Thousands of anti-war protestors rallied near the Pentagon Saturday, calling on President Bush to pull American forces out of Iraq. Organizers led the march to what was the site of a pivotal rally against the Vietnam war 40 years ago. VOA's Sean Maroney followed the rally from Washington to the Pentagon and has this report.
Demonstrators huddled close to each other against the wind outside the Pentagon.
Anti-war activist Cindy Sheehan addressed the predominately young crowd. Sheehan's son was killed while serving in Iraq. She invoked the memory of another demonstration outside the U.S. military headquarters decades ago against the Vietnam war. "Forty years ago, there was a march on the Pentagon," she said. "And here we are, 40 years later, marching on the Pentagon in another illegal and immoral war. When is it going to stop?"
Veterans and other activists also took the stage, calling on the Bush administration to change course. "I will be brutally honest, it is insane to believe that more of the same will end it," said one Iraq war veteran. "Our clever signs, our passionate speeches and our large crowds alone -- if that could end the war, we would not be here today."
The protesters had marched across the Potomac River from Washington's Vietnam Veterans Memorial. Many held signs calling for the United States to pull out of Iraq and for the impeachment of President Bush.
Across the street, a sizable gathering of counter-demonstrators waved their own placards that read "Peace Through Strength" and "Win the War or Lose Jihad."
Jane Johnson was among them. Her 22-year-old son was killed while serving in Baghdad. "To me, they are basically spitting on my son's grave," she said.
Juan Torres led the anti-war protesters during the march.
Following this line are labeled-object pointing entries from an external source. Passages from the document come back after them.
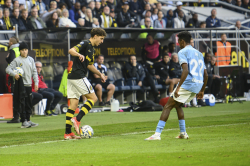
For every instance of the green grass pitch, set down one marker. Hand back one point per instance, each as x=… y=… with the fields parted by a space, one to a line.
x=219 y=135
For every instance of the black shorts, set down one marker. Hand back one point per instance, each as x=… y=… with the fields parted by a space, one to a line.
x=104 y=85
x=161 y=81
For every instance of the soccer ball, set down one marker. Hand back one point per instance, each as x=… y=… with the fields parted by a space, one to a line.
x=86 y=131
x=18 y=70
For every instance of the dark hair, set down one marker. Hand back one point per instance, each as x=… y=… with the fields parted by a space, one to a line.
x=98 y=32
x=185 y=35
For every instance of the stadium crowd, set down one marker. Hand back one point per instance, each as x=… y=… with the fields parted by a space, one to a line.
x=39 y=14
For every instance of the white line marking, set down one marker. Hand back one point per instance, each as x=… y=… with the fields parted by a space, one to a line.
x=142 y=132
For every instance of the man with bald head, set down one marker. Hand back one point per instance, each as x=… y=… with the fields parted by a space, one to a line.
x=53 y=97
x=212 y=21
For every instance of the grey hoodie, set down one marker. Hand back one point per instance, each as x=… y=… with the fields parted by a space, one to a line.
x=29 y=69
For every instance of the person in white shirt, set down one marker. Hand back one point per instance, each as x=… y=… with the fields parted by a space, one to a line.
x=178 y=21
x=64 y=21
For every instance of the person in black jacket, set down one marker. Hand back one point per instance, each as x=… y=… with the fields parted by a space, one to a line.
x=193 y=22
x=53 y=22
x=123 y=18
x=175 y=67
x=134 y=69
x=162 y=73
x=26 y=21
x=15 y=20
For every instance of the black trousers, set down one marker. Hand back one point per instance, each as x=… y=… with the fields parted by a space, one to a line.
x=36 y=97
x=215 y=88
x=26 y=112
x=53 y=97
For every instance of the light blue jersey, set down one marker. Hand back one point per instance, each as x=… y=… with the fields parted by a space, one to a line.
x=196 y=66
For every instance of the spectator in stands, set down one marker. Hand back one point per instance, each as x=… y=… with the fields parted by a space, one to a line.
x=160 y=23
x=148 y=14
x=135 y=6
x=155 y=14
x=83 y=11
x=123 y=18
x=238 y=4
x=146 y=26
x=105 y=20
x=223 y=53
x=98 y=10
x=134 y=69
x=151 y=50
x=7 y=20
x=170 y=19
x=53 y=97
x=95 y=23
x=177 y=10
x=119 y=7
x=88 y=18
x=146 y=8
x=245 y=4
x=36 y=21
x=7 y=4
x=171 y=47
x=178 y=21
x=193 y=22
x=16 y=20
x=110 y=4
x=53 y=22
x=75 y=13
x=212 y=21
x=162 y=73
x=42 y=7
x=26 y=21
x=98 y=85
x=112 y=15
x=175 y=67
x=2 y=22
x=64 y=21
x=81 y=23
x=192 y=42
x=215 y=88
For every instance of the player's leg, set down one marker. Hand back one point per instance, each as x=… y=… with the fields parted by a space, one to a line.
x=164 y=117
x=98 y=91
x=111 y=90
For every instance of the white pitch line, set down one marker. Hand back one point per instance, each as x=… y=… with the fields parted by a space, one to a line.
x=46 y=142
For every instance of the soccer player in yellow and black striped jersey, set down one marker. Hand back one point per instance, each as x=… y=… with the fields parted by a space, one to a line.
x=78 y=85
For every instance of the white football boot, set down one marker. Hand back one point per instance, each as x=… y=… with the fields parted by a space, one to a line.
x=183 y=135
His son also died while deployed overseas. "I come from Argentina to this beautiful country for my American dream. And my American dream is destroyed forever. My only son is dead now. This is why I came here. Because I don't want to see any more kids die," he said.
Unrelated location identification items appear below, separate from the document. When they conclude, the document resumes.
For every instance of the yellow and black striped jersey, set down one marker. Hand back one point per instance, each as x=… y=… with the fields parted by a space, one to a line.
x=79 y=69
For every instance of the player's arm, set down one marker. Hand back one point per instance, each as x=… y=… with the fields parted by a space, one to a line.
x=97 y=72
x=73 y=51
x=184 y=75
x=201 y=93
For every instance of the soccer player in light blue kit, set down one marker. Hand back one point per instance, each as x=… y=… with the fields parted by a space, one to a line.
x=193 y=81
Police arrested a number of people assembled outside the White House Friday evening after an anti-war religious service ended at the Washington National Cathedral.
Protests are expected to continue in the coming days in the United States and elsewhere in the world ahead of Tuesday's four-year anniversary of the start of the war in Iraq.
President Bush has repeated his pledge to veto an emergency war spending bill that the House of Representatives is set to debate next week, if it sets a deadline for the removal of troops from Iraq.
In his weekly radio address Saturday, Mr. Bush said proponents of the bill are using it as an opportunity to micromanage U.S. military commanders and add domestic spending that has nothing to do with the war on terrorism.
He repeated a statement that Defense Secretary Robert Gates recently made to Congress - that setting a fixed troop withdrawal date would tell the enemy how long it has to wait until U.S. soldiers leave the country.
In its current form, the House bill would set a September 2008 deadline for withdrawing U.S. forces from Iraq.
In the Democratic response today, Senator Patty Murray from Washington state said it is time to bring the war to a close. She said the Iraqis should step up and take responsibility for their own future.